There seems to be a misconception that "using insulin" causes insulin resistance. Carby diet --> high insulin --> insulin resistance --> dysfunctional insulin release and/or hyperglycemia. I'll be posting a review article that says otherwise, specifically that IR is common/inevitable during puberty, pregnancy and with aging, but it's those whose beta cells don't respond accordingly that develop BG issues. Not everyone with IR progresses towards diabetes. The IR seems to precede hyperinsulinemia, not the reverse. In the Western diet, fat (usually in the context of a hypercaloric diet) appears to be the main culprit. I'll be blogging on this soon (maybe even today).

I agree with your assessment of tests done on certain individuals following different diets. LC'ers especially need to be proactive in how tests are interpreted by medical professionals, but at the same time some of our "good news" may be an anomaly as well. For example those eating a high fat low carb diet may well have low fasting triglycerides, but what of 24 hr exposure? Personally, I'm hoping that the elevated fasting trigs is symptomatic of a metabolic disruption and correlates with CVD and not that the trigs themselves are doing something directly deleterious to the cardiovascular system.

Re Paleo: I blogged on Eaton's paper which is a pretty comprehensive look at our ancestry and diet. I've also blogged on the 12 year follow-up,. Interestingly, this was cited by Dr. Westman (in The New Atkins and/or the LC Nutrition paper) as evidence our evolutionary diet was low carb. But I find this doesn't necessarily support the low carb approach, but an almost isocaloric one. Lots of info at Loren Cordain's site: Paleo Diet.
Craig said…
Wow! Thank you so much for taking the time to reply (again) and for supplying me with the all the info that you have. I shall certainly be reading up, as the chief reason why I undertook low carb eating, was that, despite being very, very strong by natural standards, I was also carry too much fat.

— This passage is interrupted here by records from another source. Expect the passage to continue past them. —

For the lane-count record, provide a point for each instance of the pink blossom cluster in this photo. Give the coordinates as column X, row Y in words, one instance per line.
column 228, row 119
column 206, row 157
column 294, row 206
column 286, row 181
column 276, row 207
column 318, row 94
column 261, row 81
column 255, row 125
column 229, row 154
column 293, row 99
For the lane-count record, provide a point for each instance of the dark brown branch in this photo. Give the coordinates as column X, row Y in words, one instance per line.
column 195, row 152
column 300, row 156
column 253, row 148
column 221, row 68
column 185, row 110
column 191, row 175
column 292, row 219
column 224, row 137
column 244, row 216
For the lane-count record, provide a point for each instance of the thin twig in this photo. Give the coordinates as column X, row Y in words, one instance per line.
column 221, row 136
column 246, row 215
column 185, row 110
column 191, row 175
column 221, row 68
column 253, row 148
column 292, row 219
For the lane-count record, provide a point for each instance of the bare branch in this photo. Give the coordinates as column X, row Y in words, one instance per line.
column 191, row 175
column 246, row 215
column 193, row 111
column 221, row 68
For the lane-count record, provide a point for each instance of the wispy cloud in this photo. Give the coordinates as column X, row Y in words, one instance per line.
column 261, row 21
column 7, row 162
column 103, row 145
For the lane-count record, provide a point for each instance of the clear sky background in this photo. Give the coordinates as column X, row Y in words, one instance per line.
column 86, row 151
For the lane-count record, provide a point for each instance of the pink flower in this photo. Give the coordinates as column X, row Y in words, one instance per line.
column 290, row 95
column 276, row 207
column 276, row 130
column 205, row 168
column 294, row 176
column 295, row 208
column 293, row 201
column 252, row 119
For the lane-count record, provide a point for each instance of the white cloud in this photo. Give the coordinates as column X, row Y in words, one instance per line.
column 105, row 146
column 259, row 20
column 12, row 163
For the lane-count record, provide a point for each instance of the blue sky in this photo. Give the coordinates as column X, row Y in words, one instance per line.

And after watching Fat Head, basically went away thinking I was sending myself to an early grave. Now, 4 months on, I am 30lbs less, and very, very, very strong. Too, I can honestly say I am experiencing far great mental clarity. But having said all this, I am not carb phobic either - table sugar phobic yes, but that was my crack! - So I will look at the info you cite. For, just as when I hit the iron, I like to know why I am seeing the results I am. I am not content just with seeing the improvement. Though I have to be honest, I do not have a love of 'science' writing. So it will be tough going!
Again, cheers for taking the time to reply!